How Artificial Blood Just Got Invented

The Romanian province of Transylvania is a place already synonymous with blood.  Transylvanian imagery of the immortal Dracula cheating death by the blood of the living has been horrifying people for centuries.  Romania is rarely associated with technology, yet, it is in this small Eastern European country that such revolutionary advancements as insulin, cybernetics, and jet propulsion were quietly born.

Scientist from around the world have spent decades trying to create artificial blood.  Prior studies attempted to create artificial blood using hemoglobin; an oxygen transporting protein already present in nearly all living creatures.  The issue which had always been encountered was that hemoglobin doesn’t hold up well when pitted against physical and chemical stress found in the blood stream.  Hemoglobin tended to break down and produce toxins; resulting in a lot of dead lab rats and little to no progress.

Meanwhile in Romania: a team of medical doctors lead by Dr.
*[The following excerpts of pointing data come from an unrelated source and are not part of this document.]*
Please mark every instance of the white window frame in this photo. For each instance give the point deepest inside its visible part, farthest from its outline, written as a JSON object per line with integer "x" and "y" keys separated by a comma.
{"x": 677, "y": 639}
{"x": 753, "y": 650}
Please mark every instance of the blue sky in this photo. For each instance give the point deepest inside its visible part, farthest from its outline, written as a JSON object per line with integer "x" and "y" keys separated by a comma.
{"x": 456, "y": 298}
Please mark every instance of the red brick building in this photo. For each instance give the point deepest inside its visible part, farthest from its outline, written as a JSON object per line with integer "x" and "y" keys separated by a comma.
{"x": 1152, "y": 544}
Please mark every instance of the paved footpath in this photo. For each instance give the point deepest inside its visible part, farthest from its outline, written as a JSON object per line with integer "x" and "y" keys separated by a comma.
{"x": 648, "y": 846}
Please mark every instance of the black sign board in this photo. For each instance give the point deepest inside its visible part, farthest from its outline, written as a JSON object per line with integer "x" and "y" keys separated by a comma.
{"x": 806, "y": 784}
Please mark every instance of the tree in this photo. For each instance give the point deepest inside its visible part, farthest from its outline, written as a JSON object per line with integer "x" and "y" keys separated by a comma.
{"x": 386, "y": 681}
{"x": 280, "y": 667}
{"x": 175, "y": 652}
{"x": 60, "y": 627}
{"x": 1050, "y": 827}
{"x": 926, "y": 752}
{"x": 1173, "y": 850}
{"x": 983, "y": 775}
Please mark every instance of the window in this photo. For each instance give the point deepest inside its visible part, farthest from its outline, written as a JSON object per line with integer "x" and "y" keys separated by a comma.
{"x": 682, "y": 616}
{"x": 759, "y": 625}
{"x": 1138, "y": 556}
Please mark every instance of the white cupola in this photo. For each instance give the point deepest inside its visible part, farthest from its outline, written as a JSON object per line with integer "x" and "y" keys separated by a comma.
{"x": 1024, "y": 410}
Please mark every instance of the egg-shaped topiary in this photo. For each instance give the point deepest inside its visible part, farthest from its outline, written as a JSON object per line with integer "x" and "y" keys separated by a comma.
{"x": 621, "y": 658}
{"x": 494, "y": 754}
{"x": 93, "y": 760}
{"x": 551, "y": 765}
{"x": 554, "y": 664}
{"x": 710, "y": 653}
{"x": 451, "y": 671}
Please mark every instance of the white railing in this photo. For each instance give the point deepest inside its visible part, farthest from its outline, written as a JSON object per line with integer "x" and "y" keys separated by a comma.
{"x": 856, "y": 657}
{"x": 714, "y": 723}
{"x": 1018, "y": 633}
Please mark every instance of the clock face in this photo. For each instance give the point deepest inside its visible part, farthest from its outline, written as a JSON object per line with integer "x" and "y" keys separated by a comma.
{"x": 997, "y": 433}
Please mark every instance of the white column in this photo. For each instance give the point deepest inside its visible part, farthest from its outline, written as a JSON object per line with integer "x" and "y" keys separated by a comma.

Radu Silaghi-Dumitrescu at Babeş-Bolyai University in Cluj-Napoca, picked up the pieces of an age old puzzle, dusted them off and solved it with some out of box thinking.  Instead of hemoglobin, they used hemerythrin with wonderful results.  This incredibly resilient protein is derived from sea worms.  Add some water and salt and you have an excellent medium for transporting oxygen that can withstand the biological environment of a living creature.

According to Dr. Silaghi-Dumitrescu

“Mice treated with this ‘Made in Cluj’ artificial blood did not experience any side effects, and this is precisely what we want.”

Silaghi-Dumitrescu sees a bright future for the use of hemerythrin, stating that:

“Doctors can use the artificial blood to reduce infection rates during blood donation, and to supply lost stores in patients for several hours or even up to a day.”

Hemerythrin appears to be a viable substitute for human blood in future transfusions.  Doctors could simply add water to a dry mixture of hemerythrin to make “instant blood” and use it to treat patients endangered by blood loss.  With a longevity of 10 – 24 hours, hemerythrin could be used to supply vital oxygen to the blood stream while the patient’s body replaced blood lost from surgery or injury.

According to The Red Cross: in the US alone, a blood transfusion is needed every 2 seconds.  41,000 blood donations are required every day to meet demand.  If approved, this hemerythrin based substitute could eradicate shortages.

The Romanian team intends to continue animal studies and is planning human trials in just two years time.  If Romanian scientists are able to prove that Hemerythrin based artificial blood is safe for human use, people could see it being used in hospitals in the near future.